The Complete Poems (Penguin Classics)
521. state original, flourishing, prosperous condition (OED 6a), exalted position (OED 16).
526. vehement both ‘ardent’ and ‘deprived of the mind’ (from Latin vehe mens).
530. Transported enraptured, but ‘transport’ could also mean ‘banish’ (OED 2c), so Adam speaks with dramatic irony.
531. Commotion mental perturbation, excitement (OED 5).
535. proof impervious.
sustain withstand (OED 8a).
536. subducting subtracting.
539. exact finished, refined, perfect (OED 1).
547. absolute complete, perfect (OED 4), independent (OED 7).
553. Looses becomes unstable (OED 5), as in: ‘the hole frame of the joyntes of his body dissolved and losed’ (1526). Many editors modernize to ‘loses’, but Adam’s point is that he goes to pieces even when he wins an argument with Eve.
556. Occasionally incidentally (OED 2b), on the occasion of Adam’s request. Eve was made for Adam, but not as an afterthought.
consúmmate make perfect (OED 3).
562. diffident mistrustful (OED 1).
563–4. she… her Wisdom.
565–6. things / Less excellent Eve is less excellent than Adam (570–75), but her outside (568) is also less excellent than her own inner wisdom (578).

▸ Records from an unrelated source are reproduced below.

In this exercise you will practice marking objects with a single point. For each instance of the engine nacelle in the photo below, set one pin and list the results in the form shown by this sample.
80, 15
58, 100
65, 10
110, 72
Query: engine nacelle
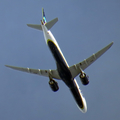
53, 85
84, 79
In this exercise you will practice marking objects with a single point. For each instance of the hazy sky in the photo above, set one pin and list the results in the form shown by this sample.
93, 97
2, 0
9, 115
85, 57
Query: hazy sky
84, 27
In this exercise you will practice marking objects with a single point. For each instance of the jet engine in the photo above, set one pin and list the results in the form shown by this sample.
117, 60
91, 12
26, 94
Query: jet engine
53, 85
84, 79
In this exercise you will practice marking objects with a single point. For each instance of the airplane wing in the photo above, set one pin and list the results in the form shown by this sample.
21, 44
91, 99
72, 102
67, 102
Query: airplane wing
46, 73
75, 69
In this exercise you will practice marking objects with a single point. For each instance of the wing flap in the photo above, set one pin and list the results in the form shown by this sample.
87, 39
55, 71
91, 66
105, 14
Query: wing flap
46, 73
75, 69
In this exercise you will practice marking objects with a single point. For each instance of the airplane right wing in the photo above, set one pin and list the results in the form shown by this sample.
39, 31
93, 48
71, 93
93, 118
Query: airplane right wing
46, 73
76, 69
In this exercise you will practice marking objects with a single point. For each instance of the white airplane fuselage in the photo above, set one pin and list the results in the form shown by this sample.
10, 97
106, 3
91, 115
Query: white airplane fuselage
62, 68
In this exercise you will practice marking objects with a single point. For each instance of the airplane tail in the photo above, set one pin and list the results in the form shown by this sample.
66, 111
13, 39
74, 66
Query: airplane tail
47, 24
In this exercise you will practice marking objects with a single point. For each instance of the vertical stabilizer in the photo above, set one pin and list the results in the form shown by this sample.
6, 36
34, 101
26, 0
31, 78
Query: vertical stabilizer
47, 24
43, 16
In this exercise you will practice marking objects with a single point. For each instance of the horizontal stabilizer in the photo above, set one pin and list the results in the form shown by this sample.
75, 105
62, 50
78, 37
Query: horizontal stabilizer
35, 26
48, 25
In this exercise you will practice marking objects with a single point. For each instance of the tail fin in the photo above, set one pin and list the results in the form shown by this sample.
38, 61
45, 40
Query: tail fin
47, 24
43, 16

569–70. thy love / Not thy subjection i.e. ‘love her, don’t subject yourself to her’. See x 153 and note.
572. *self-esteem OED’s earliest instance is from 1657, but M. coined the term in An Apology for Smectymnuus (1642), where he boasts of his ‘honest haughtinesse, and self-esteem either of what I was, or what I might be’ (YP 1. 890).
574. head Cp. I Cor. 11. 3: ‘the head of the woman is the man’.
576. *adorn adorned (sole adjectival instance in OED).
577. awful awe-inspiring.
578. who sees… wise See x 925–7 and xi 163 for instances of Eve’s wisdom. Cp. also Ariosto’s view that a woman’s intuition is a special gift from Heaven (Orl. Fur. xxvii 1).
583. divulged *imparted generally (OED 3, sole instance), with overtones of ‘reveal a secret’ (love-making as a ‘mystery’). See below, 599n.
590. heart enlarges including ‘makes wise’. See i 444n.
591. scale ladder (the neo-Platonic ladder of love).
598. genial nuptial, generative. Cp. iv 712.
599. mysterious St Paul describes marriage as ‘a great mystery’ (Eph. 5. 32), patterned after Christ’s union with his Church. Cp. iv 743.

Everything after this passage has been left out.